Now, I think that's kind of a fallacy really. A really lazy programmer won't bother with the efficient solution, and just plods along doing whatever works. Perhaps there is a Ballmer-peak-esque point where laziness yields maximal efficiency, however. Indulge me in a brief allegory from the engagement implementation.
In Skirmish, there are two tables of hostile-entity information retained. First is engagement, which is a constant value, and is recalculated every 2 seconds. Second is damage-threat, which is additive, but decays at a rate of 5% per second. The only important yield from all this data is knowing which entity is on top of each table, and then combining the two tables to know which entity is the overall 'winner'. Remember, the entire system is event based, so we won't be asking who is on top and reacting. Rather, we need the system to tell us when the top entity changes. Furthermore, we apply a threshold, and define this threshold to be 10%. Only when a new entity reaches 110% of the current maximal entity, will the event fire.
So there are three cases. First, a newly applied engagement value trumps the current top. This is extremely easy. We are informed when engagement changes, so we can easily fire the event if the math is correct. The damage-decay is easy to manage, since at any given time we can compute the new value correctly and easily. Equally easy, is when a newly applied engagement value is the previous top, and is now no longer top. Very easy to implement.
Second, a newly incoming damage-threat rises above. Also easy for the same reason.
The only tricky case is handling transitions due to damage-threat decay. Herein there are several cases as well. First, one damage-threat drops below another due to decay. But HA! This is easy. Each threat decays the same exponential rate, so they are guaranteed to never cross, however long time passes! Piece of cake, unless someone decides they want damage-threat to decay at different rates per class. We'll just pretend that'll never happen for now.
And now the point. What if damage-threat decays below 90.9% of the top engagement threat, so that engagement is now 10% greater than damage-threat? Since the decay is implicit (that is, it is never calculated and assigned a new value), we would have to compute the future time where the decay reaches 90.9% of max engagement, set a timer, and wait till then. While the scheduling system World is written on makes that sort of thing easy, I think you can guess my reaction.
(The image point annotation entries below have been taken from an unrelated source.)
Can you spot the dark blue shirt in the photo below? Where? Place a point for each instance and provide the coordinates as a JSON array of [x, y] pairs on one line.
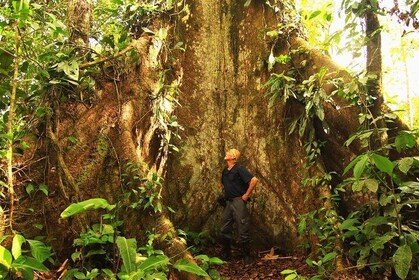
[[235, 181]]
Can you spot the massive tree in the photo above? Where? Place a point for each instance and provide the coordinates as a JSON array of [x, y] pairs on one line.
[[210, 93]]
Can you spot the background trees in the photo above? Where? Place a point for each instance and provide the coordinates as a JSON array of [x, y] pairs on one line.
[[136, 102]]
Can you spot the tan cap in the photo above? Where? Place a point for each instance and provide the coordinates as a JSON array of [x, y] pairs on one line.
[[232, 154]]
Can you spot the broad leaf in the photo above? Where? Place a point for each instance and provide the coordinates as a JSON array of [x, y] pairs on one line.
[[404, 141], [405, 164], [186, 265], [127, 249], [347, 224], [351, 164], [360, 166], [378, 242], [5, 257], [153, 262], [18, 240], [383, 163], [29, 263], [216, 261], [329, 256], [94, 203], [402, 258], [371, 184], [39, 250], [358, 185]]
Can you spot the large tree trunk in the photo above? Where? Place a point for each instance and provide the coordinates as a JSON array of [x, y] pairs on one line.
[[222, 106]]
I decided that that was too much effort, got lazy, and forgot about it.
Later I grumbled a bit and decided I polish the implementation off and get it right. But I realized a curious thing. The timer will NEVER FIRE. That's right. If I implemented the delayed decay transit system, it would never be relevant.
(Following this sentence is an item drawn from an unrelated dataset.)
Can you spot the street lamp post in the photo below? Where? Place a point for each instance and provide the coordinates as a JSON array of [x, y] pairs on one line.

Two simple facts combine to put a constraint on the time the decay would require. First, know we have a 10% threshold for the top damage-threat to be relevant. Then know that there is a 5% decay per second on damage-threat, and then note the 2 second recalculation of engagement.
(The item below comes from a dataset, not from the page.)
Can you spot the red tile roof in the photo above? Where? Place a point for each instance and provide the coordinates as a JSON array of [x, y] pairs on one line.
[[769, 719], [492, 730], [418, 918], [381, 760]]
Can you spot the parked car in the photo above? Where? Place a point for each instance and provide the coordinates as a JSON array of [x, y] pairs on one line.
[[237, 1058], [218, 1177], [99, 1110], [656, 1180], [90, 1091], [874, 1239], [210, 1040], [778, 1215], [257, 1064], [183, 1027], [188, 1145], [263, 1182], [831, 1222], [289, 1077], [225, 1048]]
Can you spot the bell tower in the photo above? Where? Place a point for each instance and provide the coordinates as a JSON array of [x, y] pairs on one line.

In the 2 seconds before engagement is reassigned, there is only marginally more than 10% of decay possible. So it'll never transit, or if it did, it'd only be minutely before the engagement ping would fire anyway. Horray for laziness!
Actually, all that is wrong.
The 10% threshold is for overcoming threat. It could be that at the 2 second mark, entity A has 100 damage threat, and entity B has 109 engagement, and entity A is currently the 'top' entity, since B has not crossed the threshold. In this case the transit would need to fire in about .2 seconds, in order to be correct.
But you know what? It doesn't matter. The end effect is that in extremely rare cases, damage-threat will not be overcome by engagement immediately, and instead will need to wait a very rare worst case of 2 seconds. If that becomes a gameplay disaster, then you can call me wrong and make me write the bloody algorithm.
Guess I'm Lazy.